The Jews had a problem with hypocrisy, which Jesus pointed out during his ministry. He told the people to observe the things that the leaders taught but not to do as they did (Matt. 23:3). The scribes and Pharisees desired to have the appearance of piety; however, their hearts were not right. They used the law to oppress and take advantage of people, not to build them up with justice, mercy, and faith (Matt. 23:14; 23–28). They sought to elevate themselves, teaching the people to keep the law while they were breaking it.
We as Christians must be careful not to fall into this pattern, because the consequence will be condemnation for us and for those we try to convert.
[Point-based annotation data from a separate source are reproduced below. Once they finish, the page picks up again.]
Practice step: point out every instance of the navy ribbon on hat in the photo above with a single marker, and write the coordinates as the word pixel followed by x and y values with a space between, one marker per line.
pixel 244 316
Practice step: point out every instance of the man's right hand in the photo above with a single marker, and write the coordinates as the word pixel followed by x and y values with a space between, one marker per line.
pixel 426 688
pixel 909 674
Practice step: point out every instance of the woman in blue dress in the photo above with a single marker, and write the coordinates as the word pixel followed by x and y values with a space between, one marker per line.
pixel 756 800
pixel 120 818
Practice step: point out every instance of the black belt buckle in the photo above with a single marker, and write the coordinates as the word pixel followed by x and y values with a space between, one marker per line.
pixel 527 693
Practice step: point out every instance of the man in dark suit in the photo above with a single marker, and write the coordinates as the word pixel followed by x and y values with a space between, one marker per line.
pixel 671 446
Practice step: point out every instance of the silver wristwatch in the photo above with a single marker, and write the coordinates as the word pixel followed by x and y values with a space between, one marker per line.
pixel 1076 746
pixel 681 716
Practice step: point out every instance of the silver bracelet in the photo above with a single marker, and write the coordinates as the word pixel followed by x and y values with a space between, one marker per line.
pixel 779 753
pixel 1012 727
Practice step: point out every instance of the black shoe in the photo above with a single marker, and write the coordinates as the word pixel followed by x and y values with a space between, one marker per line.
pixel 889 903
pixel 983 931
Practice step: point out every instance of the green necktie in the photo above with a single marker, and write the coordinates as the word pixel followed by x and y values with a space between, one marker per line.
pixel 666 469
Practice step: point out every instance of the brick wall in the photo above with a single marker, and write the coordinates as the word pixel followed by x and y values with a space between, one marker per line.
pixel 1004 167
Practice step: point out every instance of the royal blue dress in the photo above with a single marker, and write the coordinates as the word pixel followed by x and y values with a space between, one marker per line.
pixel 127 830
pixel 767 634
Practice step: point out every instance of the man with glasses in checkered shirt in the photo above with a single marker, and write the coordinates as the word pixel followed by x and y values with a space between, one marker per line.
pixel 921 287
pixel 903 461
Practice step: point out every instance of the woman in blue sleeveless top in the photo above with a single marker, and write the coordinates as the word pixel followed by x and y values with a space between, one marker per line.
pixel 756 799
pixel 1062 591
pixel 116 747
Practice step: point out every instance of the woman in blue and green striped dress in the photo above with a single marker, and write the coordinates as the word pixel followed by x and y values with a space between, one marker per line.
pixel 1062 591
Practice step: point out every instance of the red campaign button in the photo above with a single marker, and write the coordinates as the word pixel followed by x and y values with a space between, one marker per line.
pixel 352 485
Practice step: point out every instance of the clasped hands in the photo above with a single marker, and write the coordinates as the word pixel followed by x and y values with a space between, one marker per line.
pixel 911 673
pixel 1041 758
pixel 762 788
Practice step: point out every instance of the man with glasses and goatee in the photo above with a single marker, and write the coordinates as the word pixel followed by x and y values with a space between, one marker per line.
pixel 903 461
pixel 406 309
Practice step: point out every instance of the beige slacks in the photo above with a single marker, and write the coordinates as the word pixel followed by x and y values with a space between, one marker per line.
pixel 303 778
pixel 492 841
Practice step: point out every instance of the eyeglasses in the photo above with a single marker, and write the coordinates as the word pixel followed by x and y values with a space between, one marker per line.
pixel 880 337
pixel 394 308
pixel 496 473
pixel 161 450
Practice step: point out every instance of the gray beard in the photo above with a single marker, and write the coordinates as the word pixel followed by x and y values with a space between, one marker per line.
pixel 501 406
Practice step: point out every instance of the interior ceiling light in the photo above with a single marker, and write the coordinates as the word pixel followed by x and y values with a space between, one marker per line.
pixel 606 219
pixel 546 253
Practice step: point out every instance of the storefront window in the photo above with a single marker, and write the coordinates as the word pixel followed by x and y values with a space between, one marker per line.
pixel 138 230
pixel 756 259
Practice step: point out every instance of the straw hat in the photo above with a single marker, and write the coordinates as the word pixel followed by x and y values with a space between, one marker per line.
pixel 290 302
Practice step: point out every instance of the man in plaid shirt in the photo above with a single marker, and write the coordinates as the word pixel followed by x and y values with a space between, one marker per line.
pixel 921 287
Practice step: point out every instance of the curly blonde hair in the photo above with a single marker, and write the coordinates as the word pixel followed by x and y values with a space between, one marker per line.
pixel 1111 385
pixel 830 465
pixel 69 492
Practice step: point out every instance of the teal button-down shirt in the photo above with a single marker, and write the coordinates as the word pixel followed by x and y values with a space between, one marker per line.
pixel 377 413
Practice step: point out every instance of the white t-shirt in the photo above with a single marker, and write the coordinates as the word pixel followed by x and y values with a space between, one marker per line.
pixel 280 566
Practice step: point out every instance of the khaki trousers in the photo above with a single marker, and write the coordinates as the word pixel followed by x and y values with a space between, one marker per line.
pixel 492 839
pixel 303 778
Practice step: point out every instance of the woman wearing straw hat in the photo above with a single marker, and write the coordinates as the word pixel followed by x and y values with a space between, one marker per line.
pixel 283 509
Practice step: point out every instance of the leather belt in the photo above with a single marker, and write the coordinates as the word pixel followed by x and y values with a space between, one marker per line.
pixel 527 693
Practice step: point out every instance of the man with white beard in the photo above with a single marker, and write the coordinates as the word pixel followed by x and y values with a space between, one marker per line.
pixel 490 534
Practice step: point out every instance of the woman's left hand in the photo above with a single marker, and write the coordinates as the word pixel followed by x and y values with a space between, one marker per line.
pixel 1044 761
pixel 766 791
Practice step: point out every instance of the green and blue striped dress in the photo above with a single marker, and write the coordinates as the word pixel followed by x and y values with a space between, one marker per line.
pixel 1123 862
Notice that Paul says in verse 24, “For the name of God is blasphemed among the Gentiles because of you.” The people of God had a serious problem with apostasy and hypocrisy, which throughout history has caused the nations around them to stumble (Mal. 2:8). We read about this in the Old Testament. The Israelites were so sinful that even the Gentiles were ashamed of their acts (Ezekiel 16:27:30):
27 “Behold, therefore, I stretched out My hand against you, diminished your allotment, and gave you up to the will of those who hate you, the daughters of the Philistines, who were ashamed of your lewd behavior. 28 You also played the harlot with the Assyrians, because you were insatiable; indeed you played the harlot with them and still were not satisfied. 29 Moreover you multiplied your acts of harlotry as far as the land of the trader, Chaldea; and even then you were not satisfied. 30 “How degenerate is your heart!” says the Lord God, “seeing you do all these things, the deeds of a brazen harlot.
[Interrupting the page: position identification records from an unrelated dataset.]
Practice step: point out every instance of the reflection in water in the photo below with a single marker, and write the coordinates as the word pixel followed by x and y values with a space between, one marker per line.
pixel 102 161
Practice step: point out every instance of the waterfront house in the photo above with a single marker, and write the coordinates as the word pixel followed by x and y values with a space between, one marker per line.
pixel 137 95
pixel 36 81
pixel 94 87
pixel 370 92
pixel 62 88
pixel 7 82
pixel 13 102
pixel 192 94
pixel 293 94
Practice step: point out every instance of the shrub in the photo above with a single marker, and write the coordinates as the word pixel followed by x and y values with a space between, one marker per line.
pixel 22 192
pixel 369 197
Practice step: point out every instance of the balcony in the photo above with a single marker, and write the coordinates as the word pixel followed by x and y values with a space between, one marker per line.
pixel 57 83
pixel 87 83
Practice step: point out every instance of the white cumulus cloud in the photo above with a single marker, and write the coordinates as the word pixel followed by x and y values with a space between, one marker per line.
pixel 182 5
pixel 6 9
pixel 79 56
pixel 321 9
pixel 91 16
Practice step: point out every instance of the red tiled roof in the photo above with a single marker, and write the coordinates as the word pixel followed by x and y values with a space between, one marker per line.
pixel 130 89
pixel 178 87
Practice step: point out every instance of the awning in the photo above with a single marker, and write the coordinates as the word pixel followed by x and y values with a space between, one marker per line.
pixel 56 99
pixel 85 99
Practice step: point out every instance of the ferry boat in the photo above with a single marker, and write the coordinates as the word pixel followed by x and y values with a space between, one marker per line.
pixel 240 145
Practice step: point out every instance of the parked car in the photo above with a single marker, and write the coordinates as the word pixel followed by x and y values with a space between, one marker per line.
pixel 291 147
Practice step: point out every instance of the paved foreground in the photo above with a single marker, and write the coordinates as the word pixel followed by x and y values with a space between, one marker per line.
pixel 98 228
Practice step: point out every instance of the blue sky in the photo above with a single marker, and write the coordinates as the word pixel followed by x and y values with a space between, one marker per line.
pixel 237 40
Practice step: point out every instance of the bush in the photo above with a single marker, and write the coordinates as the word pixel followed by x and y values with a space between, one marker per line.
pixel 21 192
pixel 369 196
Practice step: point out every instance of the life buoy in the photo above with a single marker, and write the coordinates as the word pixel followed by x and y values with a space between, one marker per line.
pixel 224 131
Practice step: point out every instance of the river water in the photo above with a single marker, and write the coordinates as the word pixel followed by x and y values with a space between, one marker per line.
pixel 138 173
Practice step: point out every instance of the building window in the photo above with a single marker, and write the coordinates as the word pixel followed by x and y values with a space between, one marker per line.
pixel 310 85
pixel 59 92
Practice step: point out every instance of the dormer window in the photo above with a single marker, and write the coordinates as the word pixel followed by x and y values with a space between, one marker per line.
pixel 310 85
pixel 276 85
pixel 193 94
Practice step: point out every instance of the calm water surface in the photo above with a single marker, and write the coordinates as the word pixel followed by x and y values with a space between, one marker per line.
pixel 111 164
They brought shame to the name of the Lord (Isa. 52:5; Ezek. 36:22):
5 Now therefore, what have I here,” says the Lord, “That My people are taken away for nothing? Those who rule over them make them wail,” says the Lord, “And My name is blasphemed continually every day.
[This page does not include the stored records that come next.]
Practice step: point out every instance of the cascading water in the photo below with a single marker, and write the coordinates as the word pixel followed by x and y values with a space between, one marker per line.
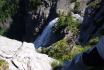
pixel 44 38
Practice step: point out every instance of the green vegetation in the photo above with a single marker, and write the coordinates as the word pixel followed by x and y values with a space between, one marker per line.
pixel 73 1
pixel 95 4
pixel 2 31
pixel 35 3
pixel 7 8
pixel 77 7
pixel 62 51
pixel 56 65
pixel 67 22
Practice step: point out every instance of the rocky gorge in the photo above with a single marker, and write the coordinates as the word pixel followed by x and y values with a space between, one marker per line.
pixel 38 35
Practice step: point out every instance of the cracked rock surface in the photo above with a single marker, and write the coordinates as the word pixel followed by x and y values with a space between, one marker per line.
pixel 23 56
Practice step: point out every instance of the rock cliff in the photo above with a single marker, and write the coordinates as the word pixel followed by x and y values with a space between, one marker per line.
pixel 23 56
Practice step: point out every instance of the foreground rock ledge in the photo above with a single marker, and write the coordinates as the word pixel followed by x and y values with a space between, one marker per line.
pixel 23 56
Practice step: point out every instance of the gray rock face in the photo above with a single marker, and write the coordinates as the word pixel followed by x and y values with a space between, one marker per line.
pixel 23 56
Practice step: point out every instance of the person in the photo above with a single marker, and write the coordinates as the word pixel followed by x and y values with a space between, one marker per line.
pixel 92 25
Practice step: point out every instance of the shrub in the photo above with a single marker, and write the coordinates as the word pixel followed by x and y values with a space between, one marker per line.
pixel 8 8
pixel 62 51
pixel 67 22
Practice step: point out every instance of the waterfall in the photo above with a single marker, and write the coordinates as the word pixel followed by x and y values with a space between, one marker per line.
pixel 44 38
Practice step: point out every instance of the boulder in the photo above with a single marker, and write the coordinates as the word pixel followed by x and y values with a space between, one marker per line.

22 “Therefore say to the house of Israel, ‘Thus says the Lord God: “I do not do this for your sake, O house of Israel, but for My holy name’s sake, which you have profaned among the nations wherever you went.
Jesus accused the religious leaders of converting people and making them even worse than them because of their behavior (Matt. 23:15):
15 “Woe to you, scribes and Pharisees, hypocrites! For you travel land and sea to win one proselyte, and when he is won, you make him twice as much a son of hell as yourselves.
These passages clearly show us the influence our behavior can have on the lost. We cannot expect to bring anyone to Christ if we do not hold to the things we preach. Surely, we make mistakes, but our general disposition should be that of godly people in order to be pleasing to God and to not cause others to stumble. Our conduct as a royal priesthood and holy nation must be honorable, so that when people look at us, they will glorify God because of our good works (1 Pet. 2:9–12).